A Chef’s Guide to Eating and Drinking in Prague

Prague

RenÈ Mattes/Hemis/Corbis

By Kristy Alpert Posted May 29, 2015

With its portfolio of incredible architecture, Prague is well-known for being gorgeous. Chef Oldřich Sahajdák would like to make the case that it’s also delicious.

With its portfolio of incredible architecture, Prague is well-known for being gorgeous. Chef Oldřich Sahajdák would like to make the case that it’s also delicious. Sahajdák is credited with rebirthing Czech cuisine, taking inspiration from a 19th-century text for his modernist tasting menus. But once he gets off work, this chef seeks out sushi, burgers and traditional Czech beer cheese. Here, Sahajdák’s top Prague picks.

U Zlatého Tygra
Most people come to this traditional Pilsner pub for its literary history (20th-century novelist Bohumil Hrabel had a regular table here until his death in 1997), its architectural history (the building dates back to the 14th century) and its role in political history (Vaclav Havel brought Bill Clinton here for a pint to show him what life in Prague was all about during his presidency). But chef Sahajdak comes here for his own two reasons: “beer and cheese.” Order the unpasteurized Pilsner Urquell and a side of pivní sýr (a beer cheese spread mixed with raw onions and mustard) with toasted bread.

Lokál
This watering hole hits chef Sahajdák’s three boxes: It’s located within stumbling distance from his restaurant, open late and run by close friends of his. And they serve beer from the tap using traditional Czech exacting techniques.
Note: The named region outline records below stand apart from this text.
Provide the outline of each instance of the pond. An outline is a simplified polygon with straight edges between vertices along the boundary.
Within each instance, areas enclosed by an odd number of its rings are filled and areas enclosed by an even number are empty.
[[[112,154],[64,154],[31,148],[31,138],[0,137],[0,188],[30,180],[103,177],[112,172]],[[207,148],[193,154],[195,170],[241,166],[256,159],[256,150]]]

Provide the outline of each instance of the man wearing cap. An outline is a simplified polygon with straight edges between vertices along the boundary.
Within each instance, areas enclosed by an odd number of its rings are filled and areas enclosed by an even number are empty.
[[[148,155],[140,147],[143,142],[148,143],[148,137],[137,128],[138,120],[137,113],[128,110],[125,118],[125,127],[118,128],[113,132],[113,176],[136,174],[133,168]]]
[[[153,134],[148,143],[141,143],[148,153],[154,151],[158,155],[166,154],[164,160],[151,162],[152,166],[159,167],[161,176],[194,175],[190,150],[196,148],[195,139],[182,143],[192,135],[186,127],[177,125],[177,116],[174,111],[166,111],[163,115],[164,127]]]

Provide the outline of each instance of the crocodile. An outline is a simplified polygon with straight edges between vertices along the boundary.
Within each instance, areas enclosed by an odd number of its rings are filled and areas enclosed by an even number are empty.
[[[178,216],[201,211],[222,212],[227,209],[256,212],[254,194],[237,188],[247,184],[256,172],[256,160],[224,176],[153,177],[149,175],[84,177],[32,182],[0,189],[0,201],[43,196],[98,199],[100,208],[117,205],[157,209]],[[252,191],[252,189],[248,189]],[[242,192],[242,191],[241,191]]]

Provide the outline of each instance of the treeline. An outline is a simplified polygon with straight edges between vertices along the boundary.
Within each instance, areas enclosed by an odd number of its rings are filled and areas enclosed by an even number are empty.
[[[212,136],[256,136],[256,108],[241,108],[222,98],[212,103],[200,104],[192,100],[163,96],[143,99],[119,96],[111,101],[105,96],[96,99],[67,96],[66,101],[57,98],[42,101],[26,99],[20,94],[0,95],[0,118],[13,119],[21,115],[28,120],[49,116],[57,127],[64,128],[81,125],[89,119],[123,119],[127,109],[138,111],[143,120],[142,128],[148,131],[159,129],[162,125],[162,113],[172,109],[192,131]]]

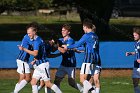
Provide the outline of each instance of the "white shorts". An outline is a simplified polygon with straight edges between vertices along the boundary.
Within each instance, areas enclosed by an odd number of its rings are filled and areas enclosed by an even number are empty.
[[[56,76],[63,78],[65,75],[68,75],[68,78],[75,78],[75,67],[64,67],[61,65],[56,72]]]
[[[19,74],[31,73],[29,64],[22,60],[17,59],[17,72]]]
[[[140,68],[133,68],[132,78],[140,78]]]
[[[83,63],[81,67],[80,74],[99,74],[101,72],[101,67],[91,63]]]
[[[50,80],[49,62],[38,65],[34,70],[32,78],[37,80],[42,78],[44,81]]]

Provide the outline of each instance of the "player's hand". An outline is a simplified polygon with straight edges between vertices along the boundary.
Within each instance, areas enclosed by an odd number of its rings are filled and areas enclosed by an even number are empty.
[[[137,59],[137,62],[140,63],[140,59]]]
[[[23,47],[21,45],[17,45],[19,50],[23,50]]]
[[[34,65],[35,64],[35,60],[33,60],[32,62],[31,62],[31,65]]]
[[[52,46],[52,45],[54,45],[55,41],[52,39],[52,40],[49,40],[49,43]]]
[[[62,47],[67,50],[67,45],[62,45]]]
[[[62,47],[62,44],[63,44],[62,41],[57,40],[57,46],[58,46],[58,47]]]
[[[131,52],[126,52],[125,55],[126,55],[126,56],[130,56],[130,55],[132,55],[132,54],[131,54]]]

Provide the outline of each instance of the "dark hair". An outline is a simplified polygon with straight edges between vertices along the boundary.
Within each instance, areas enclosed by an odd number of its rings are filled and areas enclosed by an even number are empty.
[[[84,19],[83,26],[86,26],[87,28],[92,29],[93,28],[92,20],[90,20],[90,19]]]
[[[140,28],[139,27],[134,27],[133,28],[133,33],[137,33],[140,35]]]
[[[39,24],[37,22],[32,22],[26,27],[26,29],[29,29],[29,28],[32,28],[33,31],[37,32],[39,29]]]
[[[69,32],[71,31],[71,26],[69,24],[64,24],[62,26],[62,28],[65,28],[66,30],[68,30]]]

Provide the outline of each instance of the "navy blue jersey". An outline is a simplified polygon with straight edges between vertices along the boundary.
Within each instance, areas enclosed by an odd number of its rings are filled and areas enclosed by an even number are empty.
[[[134,67],[139,68],[140,64],[137,62],[137,59],[140,59],[140,42],[135,42],[135,61],[134,61]]]
[[[67,46],[68,49],[77,48],[81,45],[85,45],[85,63],[92,63],[101,65],[99,55],[99,40],[98,36],[94,32],[85,33],[82,38],[74,45]]]
[[[64,38],[60,38],[59,40],[62,41],[63,45],[67,46],[75,43],[71,37],[69,37],[66,41],[64,41]],[[75,52],[73,50],[67,50],[65,53],[62,53],[61,65],[65,67],[76,67]]]
[[[35,56],[35,58],[38,60],[38,64],[47,62],[48,60],[46,59],[47,53],[46,53],[46,46],[44,41],[37,36],[33,41],[32,41],[32,46],[33,50],[38,50],[38,55]]]
[[[27,48],[29,50],[32,49],[32,47],[30,45],[30,38],[27,34],[23,37],[22,42],[21,42],[21,46],[24,48]],[[20,50],[20,52],[17,56],[17,59],[22,60],[24,62],[28,62],[29,58],[30,58],[30,54],[28,54],[27,52],[25,52],[23,50]]]

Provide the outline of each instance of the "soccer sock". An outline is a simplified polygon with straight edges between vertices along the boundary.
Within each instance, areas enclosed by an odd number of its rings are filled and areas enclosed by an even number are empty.
[[[91,83],[89,83],[87,80],[85,80],[83,82],[83,86],[84,86],[83,92],[88,92],[88,91],[91,91],[92,92],[92,91],[95,91],[94,88],[92,87]]]
[[[45,87],[45,93],[51,93],[51,89],[48,87]]]
[[[139,88],[139,86],[134,87],[134,91],[135,91],[135,93],[140,93],[140,88]]]
[[[18,93],[17,89],[18,89],[18,83],[15,85],[15,89],[14,89],[14,93]]]
[[[53,86],[51,87],[51,89],[56,92],[56,93],[62,93],[61,90],[55,85],[53,84]]]
[[[100,93],[100,88],[95,88],[96,93]]]
[[[38,87],[37,87],[38,91],[39,91],[41,88],[42,88],[41,86],[38,86]]]
[[[82,87],[80,84],[77,83],[77,87],[78,87],[78,90],[79,90],[80,92],[83,91],[83,87]]]
[[[16,92],[19,92],[25,85],[27,84],[26,80],[22,80],[19,84],[17,89],[15,90]]]
[[[32,85],[32,92],[38,93],[37,85]]]

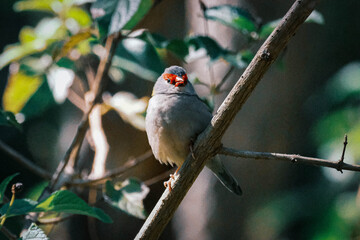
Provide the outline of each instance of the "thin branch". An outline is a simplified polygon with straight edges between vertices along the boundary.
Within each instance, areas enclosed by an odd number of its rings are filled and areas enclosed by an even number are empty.
[[[120,34],[113,34],[110,35],[106,40],[105,48],[107,51],[105,56],[101,59],[99,63],[97,74],[95,76],[95,81],[91,88],[91,93],[93,96],[92,99],[90,100],[90,107],[84,113],[82,120],[78,126],[74,140],[71,143],[68,151],[66,152],[64,159],[58,165],[51,179],[51,183],[50,183],[51,190],[56,189],[56,184],[59,180],[59,177],[61,173],[64,171],[66,165],[69,163],[69,161],[75,162],[78,157],[80,147],[82,145],[87,129],[89,127],[89,114],[92,111],[95,104],[101,100],[101,94],[108,79],[107,74],[111,65],[112,58],[115,54],[114,49],[116,48],[117,43],[120,40],[120,36],[121,36]]]
[[[330,161],[321,158],[304,157],[298,154],[241,151],[226,147],[223,147],[220,150],[219,154],[232,156],[232,157],[251,158],[251,159],[259,159],[259,160],[268,159],[268,160],[288,161],[292,163],[305,163],[305,164],[321,166],[321,167],[329,167],[339,170],[338,161]],[[360,172],[360,165],[348,164],[343,162],[340,170],[350,170],[350,171]]]
[[[157,175],[157,176],[155,176],[155,177],[152,177],[152,178],[150,178],[150,179],[148,179],[148,180],[145,180],[145,181],[144,181],[144,184],[145,184],[146,186],[151,186],[151,185],[153,185],[153,184],[155,184],[155,183],[157,183],[157,182],[159,182],[159,181],[161,181],[161,180],[163,180],[163,179],[168,178],[169,175],[170,175],[171,173],[173,173],[173,172],[174,172],[174,169],[166,170],[165,172],[162,172],[162,173],[160,173],[159,175]]]
[[[13,234],[9,229],[7,229],[5,226],[1,228],[1,232],[10,240],[17,240],[18,237]]]
[[[26,157],[22,156],[20,153],[12,149],[9,145],[0,140],[0,150],[6,153],[9,157],[17,161],[19,164],[30,170],[32,173],[38,175],[39,177],[50,179],[51,174],[45,169],[39,167]]]
[[[342,169],[343,169],[343,166],[344,166],[344,157],[345,157],[346,145],[347,145],[347,135],[345,134],[343,152],[341,154],[340,160],[337,162],[337,165],[338,165],[337,170],[340,171],[341,173],[342,173]]]
[[[298,0],[280,24],[264,42],[227,98],[224,100],[209,126],[200,134],[194,146],[196,161],[187,157],[175,180],[171,192],[165,190],[135,239],[158,239],[191,185],[204,168],[206,161],[221,149],[221,138],[244,105],[256,85],[275,61],[298,27],[313,11],[317,0]]]
[[[72,182],[67,183],[66,185],[70,186],[90,186],[90,185],[98,185],[103,184],[106,180],[118,177],[119,175],[125,173],[126,171],[138,166],[140,163],[149,159],[152,156],[152,152],[149,150],[142,154],[137,158],[133,158],[128,160],[123,166],[116,168],[112,171],[109,171],[104,176],[96,178],[96,179],[85,179],[85,180],[74,180]]]
[[[231,73],[234,71],[235,67],[231,66],[229,70],[226,72],[224,77],[221,79],[220,83],[216,86],[216,91],[220,91],[222,85],[226,82],[226,80],[230,77]]]

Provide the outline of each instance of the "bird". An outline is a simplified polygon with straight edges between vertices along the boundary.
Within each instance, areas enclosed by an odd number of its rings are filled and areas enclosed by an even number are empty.
[[[194,141],[211,119],[210,109],[197,95],[185,69],[180,66],[166,68],[153,87],[145,117],[145,130],[155,158],[162,164],[177,166],[175,174],[164,182],[169,191],[171,181],[177,177],[187,155],[192,153]],[[218,155],[210,159],[206,167],[228,190],[242,195],[238,182]]]

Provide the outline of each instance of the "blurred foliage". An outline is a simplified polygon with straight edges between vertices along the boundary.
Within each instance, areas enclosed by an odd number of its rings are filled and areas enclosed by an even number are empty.
[[[129,178],[123,182],[112,184],[107,181],[103,192],[105,201],[125,213],[146,219],[148,216],[143,200],[150,189],[137,179]]]
[[[13,174],[5,178],[0,183],[0,194],[3,198],[5,190],[11,180],[18,174]],[[15,196],[13,196],[14,198]],[[41,202],[31,199],[15,199],[9,203],[3,204],[0,208],[1,219],[10,218],[19,215],[25,215],[30,212],[56,212],[82,214],[95,217],[105,223],[111,223],[111,218],[101,209],[90,207],[84,200],[79,198],[75,193],[67,190],[60,190],[52,193],[49,197]]]
[[[32,223],[24,235],[20,238],[22,240],[48,240],[44,231],[35,223]]]
[[[89,79],[89,72],[86,72],[84,66],[93,65],[104,56],[104,51],[106,51],[103,46],[104,38],[111,34],[119,32],[122,35],[109,70],[111,80],[121,86],[134,76],[146,81],[156,81],[165,66],[169,64],[171,57],[184,63],[205,58],[209,66],[222,61],[226,62],[231,69],[244,69],[254,57],[252,47],[268,37],[280,22],[280,20],[275,20],[260,24],[259,18],[254,17],[245,9],[230,5],[207,8],[202,4],[205,21],[211,20],[231,27],[247,40],[243,48],[230,50],[221,46],[210,36],[189,35],[182,39],[168,39],[167,36],[147,29],[136,29],[142,18],[150,11],[153,3],[152,0],[23,0],[16,2],[15,11],[30,11],[33,14],[42,12],[46,13],[46,17],[34,27],[24,26],[19,32],[19,42],[8,45],[0,55],[0,69],[9,66],[9,77],[3,94],[3,108],[0,110],[0,125],[20,129],[30,119],[41,119],[46,110],[70,99],[69,92],[73,92],[71,87],[76,84],[83,88],[83,94],[78,97],[86,102],[83,95],[91,87],[93,79]],[[314,12],[307,22],[323,24],[324,20],[320,13]],[[317,137],[319,148],[328,144],[325,140],[338,143],[339,134],[344,129],[348,130],[351,138],[360,137],[360,127],[356,125],[358,114],[353,105],[350,107],[347,104],[350,100],[352,102],[358,100],[356,95],[360,89],[357,85],[359,81],[352,81],[355,73],[359,76],[358,65],[351,68],[353,69],[351,74],[349,69],[343,70],[345,75],[334,78],[348,80],[333,80],[332,87],[329,85],[326,90],[326,97],[332,98],[335,96],[332,91],[341,89],[340,92],[336,91],[337,97],[333,98],[333,106],[329,107],[333,112],[328,115],[328,118],[320,120],[314,128],[315,135],[319,136]],[[348,74],[347,78],[346,74]],[[205,100],[209,106],[213,106],[211,95],[220,93],[221,89],[217,86],[208,86],[194,72],[189,73],[189,79],[194,84],[208,87],[210,96]],[[103,99],[105,109],[115,110],[126,123],[144,130],[148,98],[138,98],[132,93],[119,91],[113,96],[106,93]],[[339,123],[339,120],[342,122]],[[329,128],[334,131],[326,131]],[[359,154],[359,152],[353,150],[352,154]],[[13,177],[15,174],[0,184],[1,200],[6,186]],[[39,193],[41,188],[41,186],[33,187],[29,195],[36,195],[35,193]],[[121,183],[107,182],[103,189],[104,198],[109,205],[138,218],[147,216],[143,200],[148,192],[149,189],[143,183],[131,178]],[[283,214],[282,218],[272,222],[272,230],[276,231],[274,234],[277,236],[280,236],[288,226],[300,218],[306,218],[301,209],[311,208],[311,204],[304,202],[302,206],[298,206],[299,208],[281,212],[279,210],[281,206],[291,206],[292,199],[299,197],[293,194],[281,196],[281,199],[275,199],[264,209],[259,210],[259,216],[262,216],[262,211],[269,211],[269,216]],[[310,191],[309,194],[314,193]],[[353,195],[348,196],[353,197]],[[345,200],[348,201],[346,206],[349,206],[349,209],[352,208],[354,198]],[[330,208],[333,212],[335,212],[335,202],[334,200]],[[0,209],[0,213],[5,214],[8,209],[9,204],[5,204]],[[16,199],[6,217],[24,215],[29,212],[84,214],[104,222],[111,222],[109,216],[102,210],[88,206],[76,194],[66,190],[54,192],[41,202],[27,198]],[[254,218],[256,216],[255,214]],[[332,218],[334,224],[341,219],[341,216],[335,214],[331,216],[334,216]],[[351,220],[351,224],[354,222]],[[325,227],[319,229],[324,232],[327,230]],[[32,239],[30,235],[42,239],[43,232],[36,225],[32,225],[23,239]],[[313,238],[323,239],[318,236],[316,238],[313,236]]]
[[[310,97],[306,103],[309,108],[321,109],[321,116],[311,131],[319,157],[339,160],[344,134],[347,134],[345,162],[359,164],[359,100],[359,62],[343,66]],[[263,203],[248,222],[249,235],[253,239],[357,239],[360,235],[359,177],[354,172],[341,174],[330,168],[321,168],[321,172],[323,174],[311,184]],[[301,231],[293,230],[294,237],[291,229],[299,224]]]

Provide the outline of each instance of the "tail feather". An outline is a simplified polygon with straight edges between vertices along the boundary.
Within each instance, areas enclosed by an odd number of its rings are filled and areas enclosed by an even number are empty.
[[[211,159],[206,166],[215,174],[220,182],[230,191],[237,195],[242,195],[242,190],[236,179],[225,168],[221,159],[218,156]]]

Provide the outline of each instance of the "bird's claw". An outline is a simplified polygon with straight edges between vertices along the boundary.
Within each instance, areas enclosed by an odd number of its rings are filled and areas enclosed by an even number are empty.
[[[176,178],[178,177],[178,175],[177,175],[178,170],[179,170],[179,168],[175,171],[174,174],[170,174],[169,180],[167,180],[167,181],[164,182],[164,186],[165,186],[165,188],[168,188],[168,189],[169,189],[169,192],[171,192],[171,190],[172,190],[171,184],[172,184],[173,181],[175,181]]]
[[[190,146],[189,146],[189,148],[190,148],[190,153],[191,153],[191,156],[192,156],[193,159],[195,159],[194,143],[195,143],[194,140],[193,140],[193,139],[190,139]]]

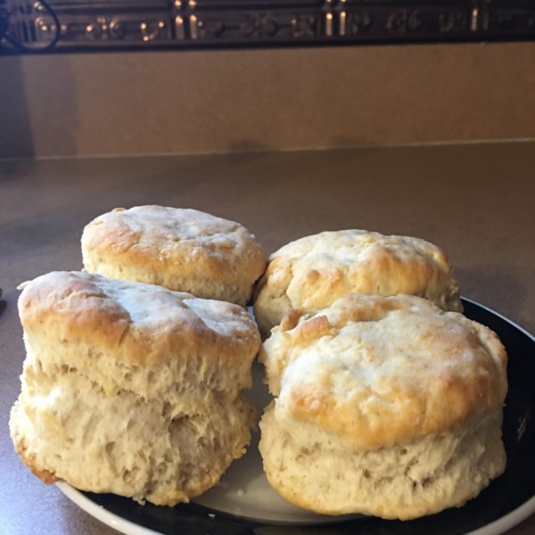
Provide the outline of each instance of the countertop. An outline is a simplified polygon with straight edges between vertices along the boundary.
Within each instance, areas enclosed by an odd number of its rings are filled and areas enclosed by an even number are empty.
[[[9,410],[24,358],[17,285],[82,267],[84,226],[118,207],[191,207],[240,221],[268,253],[322,230],[440,245],[463,295],[535,332],[535,143],[226,155],[0,160],[0,532],[115,531],[33,476]],[[535,516],[508,535],[531,535]]]

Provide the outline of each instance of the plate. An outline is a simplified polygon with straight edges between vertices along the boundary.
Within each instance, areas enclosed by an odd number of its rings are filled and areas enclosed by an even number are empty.
[[[500,314],[463,299],[465,314],[488,325],[503,342],[509,362],[509,391],[503,437],[507,466],[480,495],[462,507],[412,521],[364,515],[342,517],[308,513],[285,502],[262,472],[258,449],[235,461],[220,483],[187,505],[141,506],[111,494],[94,494],[57,485],[89,514],[128,535],[187,532],[191,535],[498,535],[535,512],[535,338]],[[259,366],[251,398],[261,407],[269,395]],[[255,437],[258,440],[258,437]]]

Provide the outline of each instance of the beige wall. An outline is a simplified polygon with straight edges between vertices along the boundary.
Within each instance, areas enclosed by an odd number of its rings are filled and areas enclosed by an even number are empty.
[[[535,138],[535,43],[0,58],[0,157]]]

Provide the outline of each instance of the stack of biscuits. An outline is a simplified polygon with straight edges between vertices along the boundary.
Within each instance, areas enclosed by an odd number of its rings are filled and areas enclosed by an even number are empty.
[[[260,338],[241,305],[262,249],[237,223],[159,206],[104,214],[82,243],[86,271],[37,277],[19,300],[15,449],[47,482],[187,502],[256,422],[243,391]]]
[[[82,253],[84,271],[38,277],[19,302],[10,425],[42,480],[187,502],[244,453],[259,353],[264,470],[298,506],[406,520],[505,470],[506,355],[462,315],[437,246],[324,232],[267,262],[238,223],[144,206],[89,223]]]

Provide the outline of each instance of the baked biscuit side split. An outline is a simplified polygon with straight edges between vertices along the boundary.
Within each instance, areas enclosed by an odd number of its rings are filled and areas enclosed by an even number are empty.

His usual order is a bowl of dršťková polévka (tripe soup) and a mug of Prazdroj Snyt (a Pilsner Urquell with a thick, creamy, four-finger foam).

Bistro Krystal
“Prague is a small town, and we all know each other,” Sahajdák says. He goes here for his chef buddy Petr Tyrichtr’s traditional Czech fruit dumplings, house-made pâtés and excellent American-style burger.

Sansho
Although chef Paul Day hails from England and his repertoire ranges from rabbit curry to crab sliders, he uses only Czech ingredients.

Mash Hana
Prague isn’t known for sushi, but Sahajdák is emphatic that this spot is excellent. It attracts a dedicated crowd of regulars, many of whom are Japanese expats.